Она открыла глаза, стараясь сфокусировать взгляд. В первый момент склонившееся над ней лицо показалось незнакомым, потом она сообразила, кто это: светло-коричневая кожа, волосы с проседью…
— !Ксаббу! — Она села, но снова свалилась от приступа головокружения. — !Ксаббу, это ты! Я хочу сказать — настоящий!
Он улыбался, но улыбка была странноватой, словно он что-то скрывал.
— Да, это я. С тобой все в порядке?
— Но ты… ты в своем реальном теле! — На самом деле, он был в своем теле, сидел на корточках совершенно голый. — Мы что… вернулись? Домой?
Она снова села, на этот раз медленно. Странная вершина по-прежнему окружала их, но она выглядела по-другому — даже скалы изменились, стали странно гладкими и угловатыми. Но самое удивительное — исчезла необъятная фигура, возвышавшаяся над долиной, осталась только огромная вмятина между скал, с одной стороны впадины скалы обвалились, отчего в этой части кратера было видно небо.
Солнца не было видно, но все-таки это было утро, небо оставалось серым, как и раньше. Рени закончила осмотр местности и посмотрела на себя — как и !Ксаббу, она была совершенно голая. Она снова была женщиной.

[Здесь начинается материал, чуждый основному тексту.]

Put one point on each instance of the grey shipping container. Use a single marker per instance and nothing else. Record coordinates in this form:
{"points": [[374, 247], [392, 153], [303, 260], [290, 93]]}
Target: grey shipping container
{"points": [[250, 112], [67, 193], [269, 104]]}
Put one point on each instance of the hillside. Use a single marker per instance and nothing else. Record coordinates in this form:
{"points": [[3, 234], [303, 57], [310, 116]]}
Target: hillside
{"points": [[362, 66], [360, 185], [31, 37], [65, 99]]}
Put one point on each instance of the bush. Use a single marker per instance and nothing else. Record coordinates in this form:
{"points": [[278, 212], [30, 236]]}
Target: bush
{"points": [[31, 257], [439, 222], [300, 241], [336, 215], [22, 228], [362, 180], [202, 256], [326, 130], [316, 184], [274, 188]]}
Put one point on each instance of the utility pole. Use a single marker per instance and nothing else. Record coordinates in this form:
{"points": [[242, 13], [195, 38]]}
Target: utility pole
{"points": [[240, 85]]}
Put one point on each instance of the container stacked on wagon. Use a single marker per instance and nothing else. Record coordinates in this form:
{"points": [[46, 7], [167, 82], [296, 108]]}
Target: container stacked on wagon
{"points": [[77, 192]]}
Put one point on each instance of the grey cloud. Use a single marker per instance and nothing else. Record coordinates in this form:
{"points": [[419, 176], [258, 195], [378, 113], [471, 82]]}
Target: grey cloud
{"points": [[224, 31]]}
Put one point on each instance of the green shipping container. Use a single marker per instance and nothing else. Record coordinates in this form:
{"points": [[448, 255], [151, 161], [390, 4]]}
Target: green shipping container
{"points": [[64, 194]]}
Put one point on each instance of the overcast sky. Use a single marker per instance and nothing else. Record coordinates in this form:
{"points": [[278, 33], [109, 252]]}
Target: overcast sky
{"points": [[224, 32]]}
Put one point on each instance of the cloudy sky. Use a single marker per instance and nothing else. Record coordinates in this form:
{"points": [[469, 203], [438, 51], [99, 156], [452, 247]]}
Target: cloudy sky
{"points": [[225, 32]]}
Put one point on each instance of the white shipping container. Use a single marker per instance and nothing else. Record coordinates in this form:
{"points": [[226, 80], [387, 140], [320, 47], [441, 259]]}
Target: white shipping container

— Господь всемогущий! Что здесь происходит? — Хотя !Ксаббу тоже был без одежды, Рени прикрыла грудь руками. — Я…
— Да, — печально улыбнулся он ей в ответ. — Ты снова та Рени, которую я когда-то знал.
— Только без одежды. Что произошло? Где остальные?
— Большинство исчезли, не знаю куда. Только… — Он показал рукой.
Рени обернулась назад. Позади, в нескольких метрах от нее, в тени той же скалы, но словно отделенные стеклянной перегородкой, лежали два тела. Одно из них — златовласый Ахилл — сим Орландо Гардинера все еще в греческом наряде. А второе, лежащее поперек его груди, словно потерпевший кораблекрушение на обломке корабля, принадлежало молодой девушке, совсем обнаженной, ее Рени видела впервые.
— Господи. — Рени поднялась на ноги, не обращая внимания на головокружение, и поспешила к ним. Она опустилась на колени и коснулась руки Орландо, потом лица — тот весь был холодный и твердый как камень. На глаза навернулись слезы, но она смахнула их, чтобы видеть происходящее. Девушка была жива, она крепко держала сим в объятиях и беззвучно рыдала, Рени поняла, что уже давно слышит этот приглушенный звук. Рени потянулась к девушке:
— Ты… ты — Фредерикс?
Девушка только крепче прижалась к симу. Из ее плотно закрытых глаз лились слезы, они падали на грудь Орландо. И тут все, что Рени долго сдерживала, прорвалось, она тоже горько зарыдала. !Ксаббу положил руку ей на плечо, но не пытался утешать. Рени плакала долго, очень долго.
Когда ей наконец удалось восстановить контроль над своим телом, она села, сил почти не осталось. Фредерикс вряд ли удастся оторвать от покинутого Орландо сима, поэтому Рени решила не торопить события. Они, похоже, находились здесь одни, больше никого не было видно. Все исчезли: огромная фигура Иного, выжившие члены Братства Грааля, их товарищи.
— Что случилось? — спросила она !Ксаббу, — Это было какое-то сумасшествие.
— Я не знаю. Мне так стыдно за свой страх. — Он был огорчен и встревожен, — Я испугался еще тогда, когда впервые увидел великана на горе, но потом испугался куда больше. Какой позор — я испугался тогда, когда был нужен тебе. Но это ничего не меняет, я по-прежнему верю, что мы встретили Всепожирающего.
— Не говори так, — ужаснулась Рени. — Мы не можем так думать. Все можно объяснить, так или иначе. Тот великан — операционная система, так говорила Мартина, а Кван Ли пытался захватить ее.
— Понимаю, — согласился !Ксаббу. — Но я знаю и еще кое-что.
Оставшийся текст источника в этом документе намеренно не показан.